Mildred Sykes | Facebook

Tuesday, April 12, 2016 || By Michael Romain 

Mourners packed the 1,200-seat sanctuary of the Second Baptist Church, 436 S. 13th Ave., in Maywood last Saturday to celebrate the life of Mildred Jean Sykes, who died on April 1 at the age of 82.

She was simply “Mily” or “Granny” to community members and the countless patrons who frequented the grocery store she founded with her late husband Robert Sykes, Sr., in 1965. The store, located at the corner of 13th Avenue and Randolph, was called Bob’s Grocery and it grew into something of a Maywood institution.

Despite its name, the establishment, which closed at least a decade ago, served an array of purposes besides selling food and goods. It was a gathering place for many and a bank for some.

The couple would often extend lines of credit to people when they couldn’t pay for the groceries, sometimes refusing repayments.

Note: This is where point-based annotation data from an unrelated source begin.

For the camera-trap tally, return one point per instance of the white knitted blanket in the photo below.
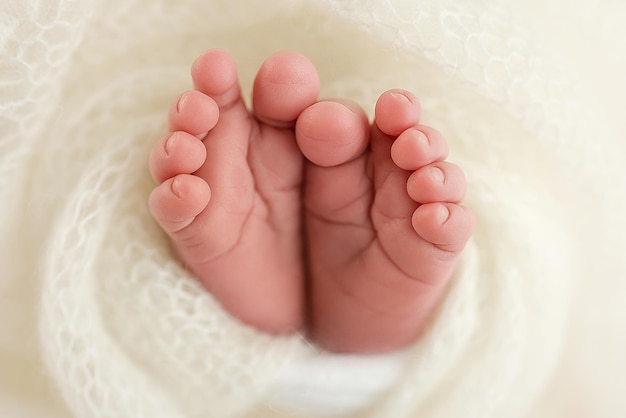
(97, 319)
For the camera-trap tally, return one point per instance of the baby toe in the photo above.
(286, 84)
(396, 111)
(176, 202)
(193, 112)
(437, 182)
(176, 153)
(446, 225)
(330, 133)
(417, 147)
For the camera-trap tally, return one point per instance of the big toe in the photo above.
(286, 84)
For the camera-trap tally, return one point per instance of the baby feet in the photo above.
(304, 194)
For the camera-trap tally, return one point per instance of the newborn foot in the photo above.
(383, 223)
(229, 186)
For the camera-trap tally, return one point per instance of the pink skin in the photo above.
(373, 208)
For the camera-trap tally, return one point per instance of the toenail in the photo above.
(400, 96)
(169, 143)
(437, 174)
(175, 187)
(180, 103)
(421, 137)
(443, 214)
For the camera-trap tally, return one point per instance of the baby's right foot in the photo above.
(229, 186)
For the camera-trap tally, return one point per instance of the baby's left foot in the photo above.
(384, 224)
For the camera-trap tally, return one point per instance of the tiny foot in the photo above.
(228, 191)
(383, 222)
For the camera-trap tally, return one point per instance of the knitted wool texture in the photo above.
(99, 319)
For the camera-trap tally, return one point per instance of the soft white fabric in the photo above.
(99, 320)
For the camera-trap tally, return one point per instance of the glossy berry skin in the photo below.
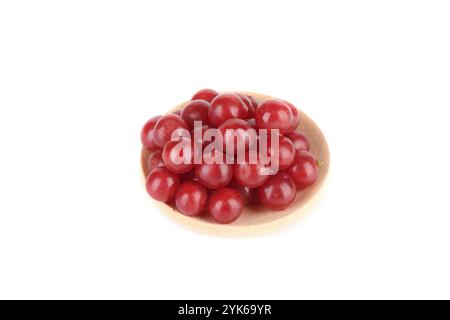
(238, 134)
(195, 110)
(191, 198)
(166, 125)
(295, 118)
(252, 123)
(214, 175)
(197, 135)
(162, 184)
(285, 152)
(225, 205)
(155, 161)
(205, 94)
(300, 141)
(305, 170)
(178, 155)
(278, 192)
(250, 174)
(226, 106)
(273, 114)
(248, 194)
(147, 134)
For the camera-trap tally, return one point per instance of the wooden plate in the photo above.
(259, 219)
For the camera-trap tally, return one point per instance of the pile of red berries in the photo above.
(221, 189)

“People would ask Mrs. Sykes for different things when she was getting those dishes ready for us and neighbors and others who were in need of a meal,” said Preatha Rouse, a longtime family friend and member of Second Baptist, where Sykes was a lifelong member. “When my mother sent money to repay her, most of the time she wouldn’t accept it.”

The corner grocery was also a source of employment for virtually all of Sykes’s 30 grandchildren. One of them, Shameka Johnson, called the matriarch “my rose, my hero, my friend.”

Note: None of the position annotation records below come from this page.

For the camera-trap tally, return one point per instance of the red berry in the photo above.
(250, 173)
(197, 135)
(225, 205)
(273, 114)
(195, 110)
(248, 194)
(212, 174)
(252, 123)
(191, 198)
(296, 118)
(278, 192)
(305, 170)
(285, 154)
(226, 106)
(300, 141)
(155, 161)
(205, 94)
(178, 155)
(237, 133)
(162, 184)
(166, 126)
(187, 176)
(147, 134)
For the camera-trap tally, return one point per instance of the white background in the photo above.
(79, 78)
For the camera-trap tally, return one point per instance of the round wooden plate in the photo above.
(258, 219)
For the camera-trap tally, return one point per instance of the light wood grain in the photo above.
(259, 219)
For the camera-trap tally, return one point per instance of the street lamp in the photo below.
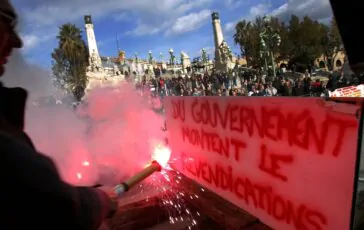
(172, 57)
(269, 39)
(150, 57)
(136, 57)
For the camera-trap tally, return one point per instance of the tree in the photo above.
(70, 60)
(331, 42)
(306, 37)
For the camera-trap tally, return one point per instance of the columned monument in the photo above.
(95, 59)
(222, 54)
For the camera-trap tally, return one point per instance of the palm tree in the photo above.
(242, 37)
(71, 57)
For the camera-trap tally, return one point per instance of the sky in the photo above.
(143, 25)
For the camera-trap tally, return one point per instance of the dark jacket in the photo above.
(32, 193)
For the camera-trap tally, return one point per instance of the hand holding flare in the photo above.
(160, 158)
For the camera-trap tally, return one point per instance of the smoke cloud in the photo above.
(109, 137)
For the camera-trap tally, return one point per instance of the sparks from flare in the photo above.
(172, 198)
(167, 185)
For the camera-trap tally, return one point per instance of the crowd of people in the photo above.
(246, 82)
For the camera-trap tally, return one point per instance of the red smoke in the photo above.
(114, 131)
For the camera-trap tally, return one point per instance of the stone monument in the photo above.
(185, 62)
(95, 59)
(222, 59)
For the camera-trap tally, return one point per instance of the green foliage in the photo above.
(69, 61)
(302, 41)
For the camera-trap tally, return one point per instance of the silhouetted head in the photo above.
(9, 38)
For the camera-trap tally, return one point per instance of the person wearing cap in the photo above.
(33, 195)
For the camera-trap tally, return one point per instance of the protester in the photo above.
(33, 194)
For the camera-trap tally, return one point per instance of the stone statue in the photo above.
(224, 52)
(204, 56)
(116, 70)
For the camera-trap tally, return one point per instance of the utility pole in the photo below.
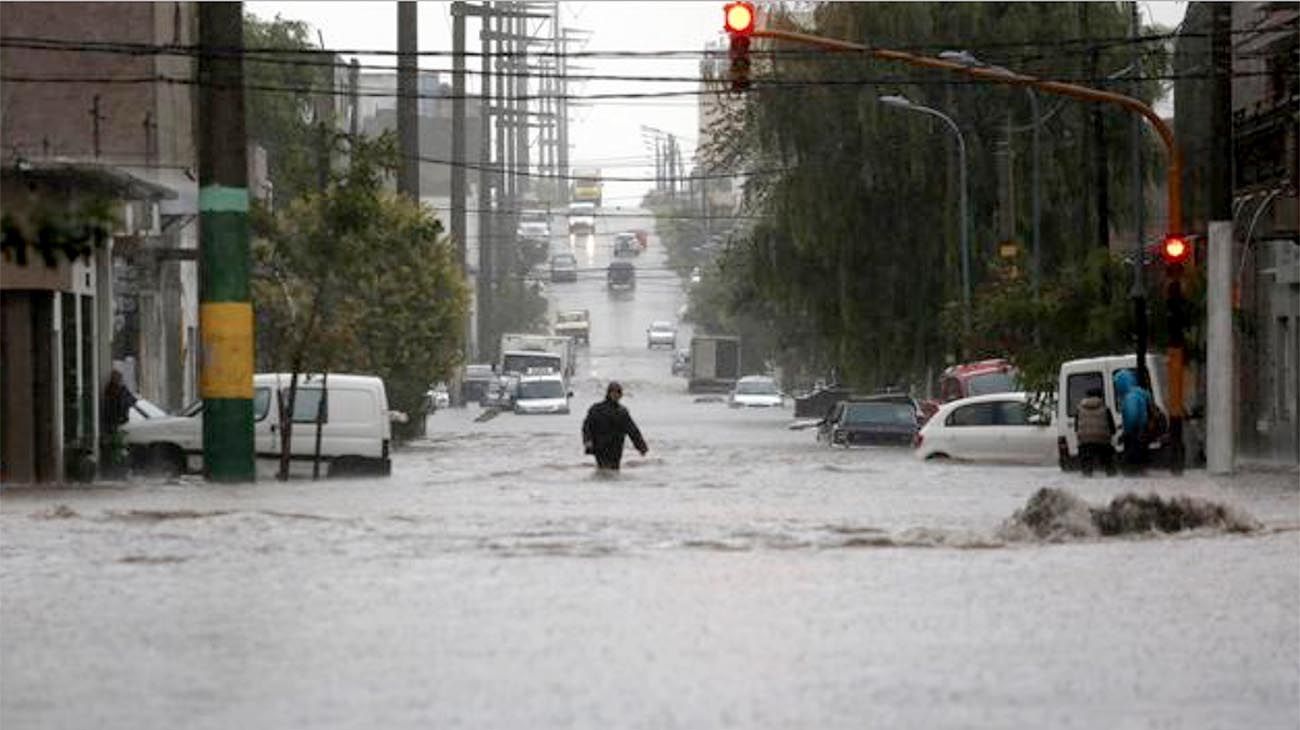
(458, 131)
(1139, 285)
(225, 309)
(408, 108)
(95, 117)
(486, 224)
(1221, 348)
(354, 101)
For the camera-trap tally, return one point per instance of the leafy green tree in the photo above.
(858, 229)
(359, 278)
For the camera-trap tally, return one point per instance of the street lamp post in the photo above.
(904, 103)
(967, 59)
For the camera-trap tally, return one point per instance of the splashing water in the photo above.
(1054, 515)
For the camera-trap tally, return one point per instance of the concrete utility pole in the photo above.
(486, 225)
(459, 183)
(408, 104)
(225, 309)
(1139, 287)
(1220, 346)
(354, 90)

Sykes was born Nov. 12, 1933 in Henderson, Texas to DeWalt and Orene Reedy. She moved to Maywood in the early 1950s “as a graduation gift from her cousin Jewel Brown,” according to the obituary. Shortly afterward, she met and married her husband Robert — the “apple of her eyes.”

The couple had five children by birth — Brenda, Marilyn, Robert, Jr., Patricia and Tracy — and adopted a son, John.

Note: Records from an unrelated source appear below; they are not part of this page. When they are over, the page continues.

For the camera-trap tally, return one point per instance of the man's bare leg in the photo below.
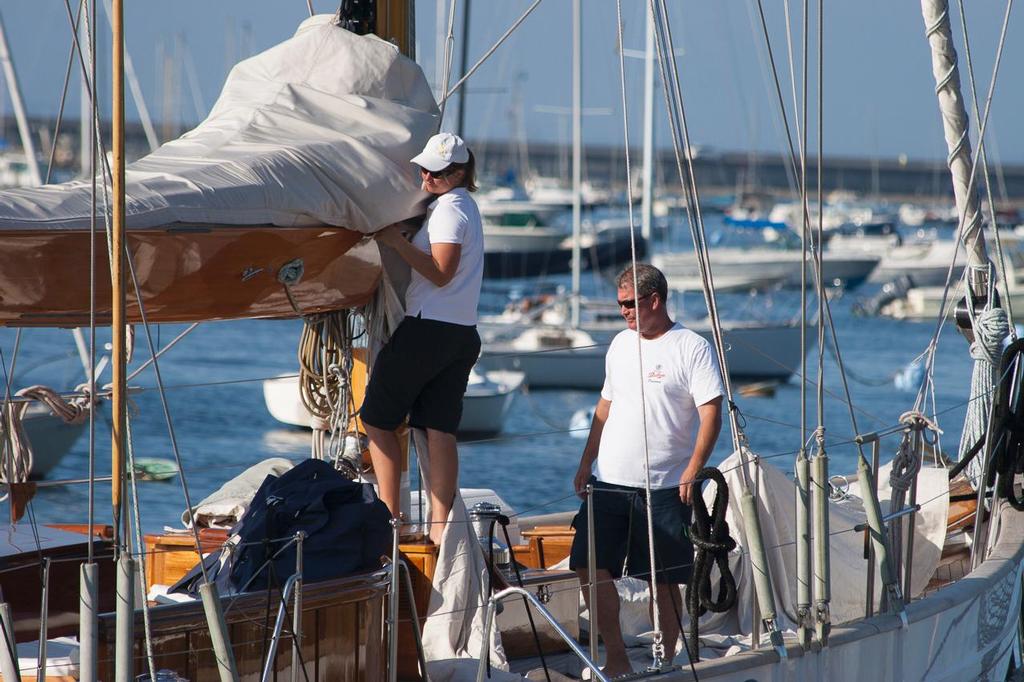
(443, 479)
(669, 609)
(615, 662)
(385, 453)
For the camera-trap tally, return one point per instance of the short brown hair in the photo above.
(469, 172)
(649, 281)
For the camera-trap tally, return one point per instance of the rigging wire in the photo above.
(88, 77)
(1000, 257)
(446, 68)
(486, 55)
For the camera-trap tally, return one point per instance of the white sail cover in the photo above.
(316, 130)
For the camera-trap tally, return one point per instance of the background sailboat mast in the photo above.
(118, 304)
(955, 128)
(647, 198)
(577, 155)
(15, 99)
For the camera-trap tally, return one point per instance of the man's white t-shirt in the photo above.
(680, 372)
(454, 218)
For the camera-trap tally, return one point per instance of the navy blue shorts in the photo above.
(422, 373)
(621, 534)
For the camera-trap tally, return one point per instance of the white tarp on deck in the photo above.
(318, 129)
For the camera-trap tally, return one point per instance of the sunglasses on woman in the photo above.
(437, 175)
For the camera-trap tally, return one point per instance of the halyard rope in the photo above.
(657, 647)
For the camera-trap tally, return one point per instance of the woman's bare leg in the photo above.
(443, 479)
(385, 453)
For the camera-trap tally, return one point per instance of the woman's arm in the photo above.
(438, 266)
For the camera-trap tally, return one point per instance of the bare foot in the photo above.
(610, 671)
(436, 533)
(616, 669)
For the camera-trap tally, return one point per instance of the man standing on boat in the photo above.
(670, 386)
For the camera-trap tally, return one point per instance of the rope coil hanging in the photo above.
(712, 542)
(1008, 453)
(16, 456)
(326, 387)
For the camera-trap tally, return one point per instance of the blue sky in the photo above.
(879, 89)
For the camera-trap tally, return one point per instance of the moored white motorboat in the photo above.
(846, 270)
(51, 437)
(559, 356)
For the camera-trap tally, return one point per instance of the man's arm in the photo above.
(593, 441)
(438, 266)
(710, 415)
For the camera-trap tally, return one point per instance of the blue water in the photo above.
(221, 425)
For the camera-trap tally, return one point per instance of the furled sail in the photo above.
(305, 151)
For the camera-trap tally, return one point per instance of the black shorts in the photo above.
(621, 534)
(422, 372)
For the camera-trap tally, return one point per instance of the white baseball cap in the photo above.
(441, 150)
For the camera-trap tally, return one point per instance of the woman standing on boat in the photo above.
(423, 370)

Mildred was active in the Maywood Chamber of Commerce and the John C. Vaughns Scholarship Fund Cotillion. She could often be seen “driving her little blue car around town taking friends to the doctor, grocery store, banquets” and anywhere else they needed to go.

Many of those people were among the hundreds in attendance at the Saturday service who witnessed a family member place a sparkling diadem on Sykes’s purple casket.

“She taught me how to become an independent lady, a mother, and the importance of giving back to your community,” wrote her daughter Tracy Sykes in a tribute printed in her mother’s obituary.

Sykes leaves behind 30 grandchildren, 44 great-grandchildren, six siblings and a host of relatives, friends and grateful neighbors.

Operation Uplift to host reunion kickoff/fundraiser, in lieu of annual luncheon

West TownOperation Uplift, the Maywood nonprofit that operates the West Town Museum of Cultural History and hosts an annual Martin Luther King, Jr., luncheon, has announced that it will be hosting a reunion kickoff to help support and bring awareness to its daily services in lieu of a luncheon this year.

“Please help us continue to provide more cultural awareness to our local community, stimulate individual growth,  community pride, and educate the Proviso Township area about the collections of art, artifacts and significant historical materials we hold within our doors,” according to a recent release put out by the organization.

The reunion kickoff activities will include educational tours, an African attire fashion show, live entertainment and food.

It will take place on Saturday, April 30, from 1 PM to 4 PM, at Operation Uplift/West Town Museum, 104 S. 5th Avenue, Maywood.

Donations or pledges of any amount are greatly appreciated. Those who give via checks should make them payable to: Operation Uplift, Inc.